Rethinking Data: A Journey of Relationships
Most data can be separated into two categories: that which has a relationship to other data in the dataset and that which does not. For years, we've spent time organizing data into hierarchical, relational databases. While this is generally fine, being able to put that data into a better structure, like a directed graph, allows us to generate insights in a more logical and simpler fashion.
In this post, we will use two different elements: a Person element which represents a person and an Address element which represents a Person's address.
In a relational database, we'd setup up two tables where the Person table would have a foreign key into the Address table.
Table | Person |
---|---|
id | primary key |
name | varchar |
address_id | foreign key on (Address) |
Table | Address |
---|---|
id | primary key |
street | varchar |
city | varchar |
state | varchar |
post_code | varchar |
We could then get an address by writing a fairly simple SQL query, like this one:
SELECT p.*, a.street, a.city, a.state, a.post_code
FROM Person p
JOIN Address a
ON a.id = p.address_id
Or we could find all persons living within a specified post code:
SELECT p.*
FROM Person p
JOIN Address a
ON a.id = p.address_id
WHERE a.post_code = '12345'
This is simple enough, but if we have to add information to either table, it can potentially require major changes. Alternatively, if we have to change a field, this can become an extremely complex and expensive issue. My company recently had an issue where a development team needed to update a field in an existing database. One that had over 2 billion rows. That update took 18 hours to complete, and required our entire production application to be offline during that timeframe.
Enter graph theory. Graphs use nodes, which describe data, and edges, which describe the relationships between data. This seemingly simple difference allows us to reason about data in a different way as well as allowing us to gain insights that we might otherwise miss.
We will use this, albeit more complex, definition for our graph:
In this case, the graph is slightly more complicated than a similar relational database table schema would be, but it also is easier to reason about. We can clearly see that a Person HAS_A Address, and that Addresses are IN Cities, States and PostCodes.
Our ability to select items is slightly easier:
SELECT a, p
WHERE (p:Person) -[:HAS_A]-> (a:Address)
And finding all Persons living within a specified PostCode looks like this:
SELECT p
WHERE (p:Person) -[:HAS_A]-> (a:Address) -[:IN]-> (pc:PostCode {value:'12345'})

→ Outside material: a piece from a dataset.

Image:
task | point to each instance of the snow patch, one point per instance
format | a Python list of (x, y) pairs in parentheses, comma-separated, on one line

This is human readable and easy to reason about (compared to JOIN's which require understanding how SQL JOIN statements work.)

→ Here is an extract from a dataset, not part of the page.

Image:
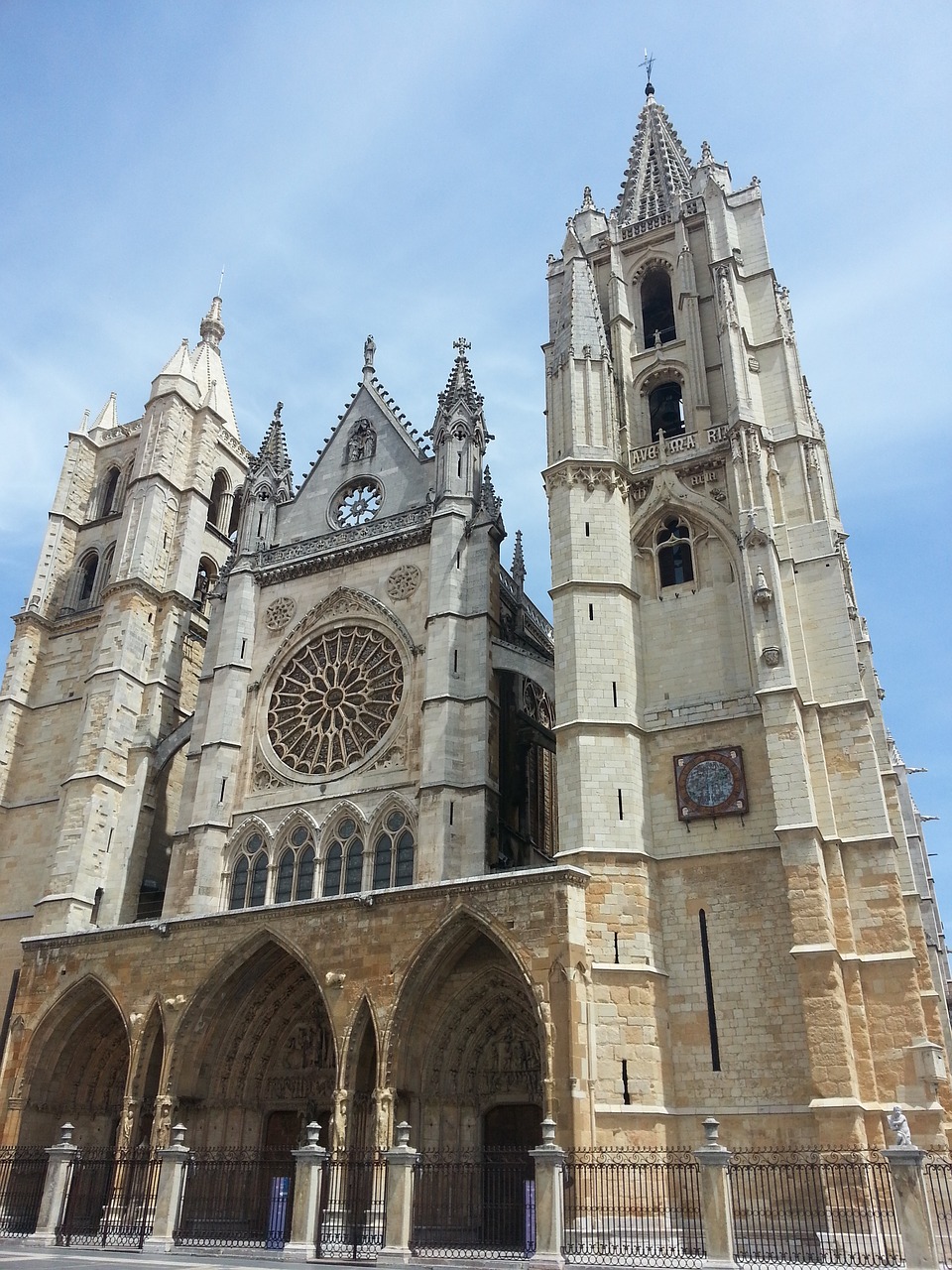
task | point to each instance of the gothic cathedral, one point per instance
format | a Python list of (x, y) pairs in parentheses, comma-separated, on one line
[(307, 812)]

There are definitely challenges to rethinking how data works and interacts in a graph compared to similar approaches in a relational database.
First, designing the graph requires a better understanding of how your data is being used. Some data can be stored as metadata on Nodes, while other information can be stored as separate Nodes. This increases the complexity of what the data is.
Second, learning a new syntax and understanding the underlying concepts can be both daunting and difficult. It may be easier to reason about the data once you see it, but designing and implementing those queries can be more difficult than just writing SQL queries.
Moving forward, rethinking how data works, interacts and evolves is going to be an important step for most software professionals. This is not an end-all, be-all solution for every problem, but if you find that you need better insight into your data then a graph-based solution might be something to consider. You will have to weigh the pros and cons no matter what.
In a future article, I will dive into more detail on what types of information you can glean from using a graph, and an overview on interesting insights that can help drive innovation across the spectrum.